A SHADY BUSINESS: Drug users and peddlers engage in selling banned drugs on September 23 at the rail tracks in Lahorijan, Karbi Anglong, Assam near Nagaland Border. (MExPix)

Longrangty Longchar
Dimapur | September 23
Drug use has been a social problem for the past many years in the Naga society. However, despite the number of measures adopted by the government and the Naga social societies, abuse of drugs is still very rampant in Nagaland.
A walk along the rail tracks in Lahorijan area bears witness to how banned drugs such as Spasmo Proxyvon (SP), Relipen and Brown Sugar etc are being sold openly.
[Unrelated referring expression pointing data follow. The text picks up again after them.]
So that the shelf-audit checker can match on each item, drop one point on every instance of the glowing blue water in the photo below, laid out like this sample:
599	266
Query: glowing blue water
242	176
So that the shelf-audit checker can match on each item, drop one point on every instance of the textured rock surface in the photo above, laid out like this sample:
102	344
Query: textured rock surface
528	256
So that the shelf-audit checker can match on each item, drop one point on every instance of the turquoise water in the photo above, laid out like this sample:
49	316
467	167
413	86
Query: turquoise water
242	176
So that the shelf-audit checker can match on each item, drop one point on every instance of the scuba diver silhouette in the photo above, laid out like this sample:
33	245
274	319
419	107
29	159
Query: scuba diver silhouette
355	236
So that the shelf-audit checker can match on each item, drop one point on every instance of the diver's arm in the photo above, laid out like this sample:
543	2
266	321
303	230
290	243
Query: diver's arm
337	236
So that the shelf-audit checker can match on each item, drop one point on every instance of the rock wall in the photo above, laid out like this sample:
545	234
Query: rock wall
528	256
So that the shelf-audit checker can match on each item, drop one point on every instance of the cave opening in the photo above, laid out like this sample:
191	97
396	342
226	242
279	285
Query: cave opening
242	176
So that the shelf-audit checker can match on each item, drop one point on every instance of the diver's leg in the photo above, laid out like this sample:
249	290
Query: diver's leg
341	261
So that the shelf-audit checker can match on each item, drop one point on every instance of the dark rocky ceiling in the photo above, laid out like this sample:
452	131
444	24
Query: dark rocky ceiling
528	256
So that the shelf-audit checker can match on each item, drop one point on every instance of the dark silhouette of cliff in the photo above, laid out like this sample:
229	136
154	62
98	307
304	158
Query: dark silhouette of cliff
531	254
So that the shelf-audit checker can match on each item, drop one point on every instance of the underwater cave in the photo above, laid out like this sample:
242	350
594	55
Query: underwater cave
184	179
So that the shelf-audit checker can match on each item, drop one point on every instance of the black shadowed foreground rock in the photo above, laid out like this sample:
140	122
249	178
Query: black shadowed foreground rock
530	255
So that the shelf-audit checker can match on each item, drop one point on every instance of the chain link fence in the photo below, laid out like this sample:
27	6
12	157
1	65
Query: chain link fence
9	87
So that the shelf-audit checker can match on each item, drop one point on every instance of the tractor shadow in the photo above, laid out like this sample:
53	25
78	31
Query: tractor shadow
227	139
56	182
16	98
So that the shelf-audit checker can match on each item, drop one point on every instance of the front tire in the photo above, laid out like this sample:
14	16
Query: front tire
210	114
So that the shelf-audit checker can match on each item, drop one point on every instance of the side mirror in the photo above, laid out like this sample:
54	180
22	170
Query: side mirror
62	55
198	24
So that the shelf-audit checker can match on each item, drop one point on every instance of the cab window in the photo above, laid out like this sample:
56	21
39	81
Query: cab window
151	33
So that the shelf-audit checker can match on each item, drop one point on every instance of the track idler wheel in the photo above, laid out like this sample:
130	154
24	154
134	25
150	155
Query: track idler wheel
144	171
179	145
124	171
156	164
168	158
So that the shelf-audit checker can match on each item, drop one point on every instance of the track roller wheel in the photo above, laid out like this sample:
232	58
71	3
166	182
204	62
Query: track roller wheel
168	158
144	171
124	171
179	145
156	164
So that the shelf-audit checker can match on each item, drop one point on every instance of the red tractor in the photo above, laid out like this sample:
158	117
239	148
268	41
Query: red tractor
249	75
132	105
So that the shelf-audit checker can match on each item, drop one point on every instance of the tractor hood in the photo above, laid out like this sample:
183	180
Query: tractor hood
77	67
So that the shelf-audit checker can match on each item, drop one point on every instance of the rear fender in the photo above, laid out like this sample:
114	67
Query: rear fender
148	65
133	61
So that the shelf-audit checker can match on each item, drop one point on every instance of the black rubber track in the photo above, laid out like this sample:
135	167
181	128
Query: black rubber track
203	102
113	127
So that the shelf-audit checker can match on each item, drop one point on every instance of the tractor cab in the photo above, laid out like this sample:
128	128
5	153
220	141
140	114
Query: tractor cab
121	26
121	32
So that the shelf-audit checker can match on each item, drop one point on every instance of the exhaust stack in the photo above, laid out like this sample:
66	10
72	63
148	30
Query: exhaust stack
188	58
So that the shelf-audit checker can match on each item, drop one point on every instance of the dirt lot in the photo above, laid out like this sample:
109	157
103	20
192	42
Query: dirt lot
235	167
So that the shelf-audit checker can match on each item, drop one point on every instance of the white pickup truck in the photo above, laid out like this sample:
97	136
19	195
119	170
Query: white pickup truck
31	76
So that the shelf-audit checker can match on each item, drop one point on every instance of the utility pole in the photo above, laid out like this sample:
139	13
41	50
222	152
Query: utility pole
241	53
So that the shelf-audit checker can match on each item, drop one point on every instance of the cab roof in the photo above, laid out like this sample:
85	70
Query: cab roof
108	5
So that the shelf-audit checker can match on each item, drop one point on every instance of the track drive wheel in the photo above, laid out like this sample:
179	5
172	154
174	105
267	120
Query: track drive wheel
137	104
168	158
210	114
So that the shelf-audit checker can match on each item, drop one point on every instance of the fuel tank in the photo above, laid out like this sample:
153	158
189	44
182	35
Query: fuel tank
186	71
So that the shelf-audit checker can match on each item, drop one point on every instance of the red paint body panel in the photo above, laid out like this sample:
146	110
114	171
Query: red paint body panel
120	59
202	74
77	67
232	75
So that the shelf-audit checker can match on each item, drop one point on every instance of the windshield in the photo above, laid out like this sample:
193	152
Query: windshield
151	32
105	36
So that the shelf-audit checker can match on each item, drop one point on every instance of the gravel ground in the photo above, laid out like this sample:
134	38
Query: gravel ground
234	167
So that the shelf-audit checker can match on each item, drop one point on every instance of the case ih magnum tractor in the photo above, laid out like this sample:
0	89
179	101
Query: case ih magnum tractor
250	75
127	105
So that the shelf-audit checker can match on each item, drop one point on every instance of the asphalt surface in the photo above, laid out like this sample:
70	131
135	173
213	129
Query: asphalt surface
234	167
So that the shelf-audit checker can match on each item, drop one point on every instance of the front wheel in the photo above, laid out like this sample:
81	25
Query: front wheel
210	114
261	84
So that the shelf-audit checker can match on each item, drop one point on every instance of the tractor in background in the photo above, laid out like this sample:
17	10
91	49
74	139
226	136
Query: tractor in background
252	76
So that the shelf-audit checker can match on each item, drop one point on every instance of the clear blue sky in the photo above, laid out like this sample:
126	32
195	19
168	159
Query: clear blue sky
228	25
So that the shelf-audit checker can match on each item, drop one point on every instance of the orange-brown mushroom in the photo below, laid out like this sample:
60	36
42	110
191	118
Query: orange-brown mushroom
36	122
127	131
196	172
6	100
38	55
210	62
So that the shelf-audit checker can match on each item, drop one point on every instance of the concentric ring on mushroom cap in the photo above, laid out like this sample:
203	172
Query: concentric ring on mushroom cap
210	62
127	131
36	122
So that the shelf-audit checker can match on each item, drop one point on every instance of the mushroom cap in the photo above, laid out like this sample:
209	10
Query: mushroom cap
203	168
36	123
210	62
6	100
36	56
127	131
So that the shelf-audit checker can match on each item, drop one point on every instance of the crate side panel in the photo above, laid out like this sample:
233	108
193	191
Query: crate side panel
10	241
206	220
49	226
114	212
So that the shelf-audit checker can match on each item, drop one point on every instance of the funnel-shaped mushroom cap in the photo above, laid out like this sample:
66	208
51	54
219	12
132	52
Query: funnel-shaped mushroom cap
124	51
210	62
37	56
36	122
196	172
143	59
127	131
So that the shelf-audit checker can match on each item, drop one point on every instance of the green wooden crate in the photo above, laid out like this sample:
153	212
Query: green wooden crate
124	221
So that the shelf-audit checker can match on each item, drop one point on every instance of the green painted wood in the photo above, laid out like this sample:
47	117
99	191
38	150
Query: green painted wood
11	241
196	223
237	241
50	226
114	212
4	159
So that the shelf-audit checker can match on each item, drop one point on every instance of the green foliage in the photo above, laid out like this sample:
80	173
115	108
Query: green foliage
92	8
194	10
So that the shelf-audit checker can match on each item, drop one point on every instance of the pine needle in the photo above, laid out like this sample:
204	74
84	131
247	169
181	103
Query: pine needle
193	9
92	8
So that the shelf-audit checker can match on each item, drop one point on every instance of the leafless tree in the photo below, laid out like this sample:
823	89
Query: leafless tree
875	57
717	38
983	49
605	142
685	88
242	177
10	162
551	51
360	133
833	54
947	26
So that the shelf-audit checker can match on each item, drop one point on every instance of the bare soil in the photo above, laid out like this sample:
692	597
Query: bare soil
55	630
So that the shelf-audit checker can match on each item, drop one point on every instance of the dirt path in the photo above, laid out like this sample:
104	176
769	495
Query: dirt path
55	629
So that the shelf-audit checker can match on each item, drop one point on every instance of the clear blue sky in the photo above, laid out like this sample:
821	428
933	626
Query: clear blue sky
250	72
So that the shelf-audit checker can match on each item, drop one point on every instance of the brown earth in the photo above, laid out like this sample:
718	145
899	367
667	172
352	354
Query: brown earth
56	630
Amidst the stink of human faeces, half-stoned non-local youths carrying black plastic bags full of the banned drugs, sell them to customers. Sari wearing women peep out of the fences around abandoned houses looking for customers.
One or two women kept vigil, while others keep watch at the gate. The business has to be done hurriedly. The “sentry” complained to her friend to do the business as fast as possible. Their voices are laced with nervousness.
After a few minutes, the women were gone. So were the other male peddlers who were selling so openly. Only the Naga youths squatted on the rail tracks; small pipes protruding out from their mouths, small aluminum and copper foils in their hands, and a match stick between their shivering fingers. They are taking brown sugar and no one sees them there getting stoned, and throwing away their lives.
It is a daily routine for most of them. A social activist working in the field of HIV/AIDS and Drugs, Neichü Angami said that according to a rampant survey conducted by the United Nations Organisations Drugs and Crime (UNODC) in Nagaland, there are about thirty to thirty five thousand drug users in Nagaland.
The common type of drugs used by the addicts are SP, Relipen, Brown Sugar, and amphetamine (a kind of Ecstasy drugs) etc.
Among the school-going children, sniffing of adhesives like ‘dendrite’ is very common, she said. Drug-use in the society is not decreasing, more and more people are getting into it, said Neichü.
The alarming point, according to the activist, is that the age of initiation into drugs among the Naga youths is becoming lesser and lesser. She said that ten years back, the age of initiation into drug abuse was about 16-17 years of age, but now, it has gone down and even children of ten to eleven years are taking to drugs out of curiosity.
Though the drug use pattern might be changing, the problem that this social evil is, remains the same.
“It is a social problem, family problem, and a spiritual problem,” said Neichü.
She opined that to prevent the youths from taking drugs, a good and comprehensive package needs to be initiated by the government and the society to check the factors that induces a person to take drugs; and for those addicts, a ‘humane approach’ and not a moral approach is needed to help them out.
Neichü opined that drug use is not just a syndrome, but something that has a bigger issue beneath it - like having problems in relationship, self esteem etc.
Whatever the case may be, drugs being sold along the rail tracks in Lahorijan is for real and unless the whole society comes together and decide to take a ‘humane approach’ instead of a ‘moral approach’, then half of more and more Naga youths are in a very grave position to take to drug abuse, and the consequences might be just what a police personnel manning the New Field Check Gate warned: “If the trend goes on, then half of the Naga youths will be extinct within the next ten years.”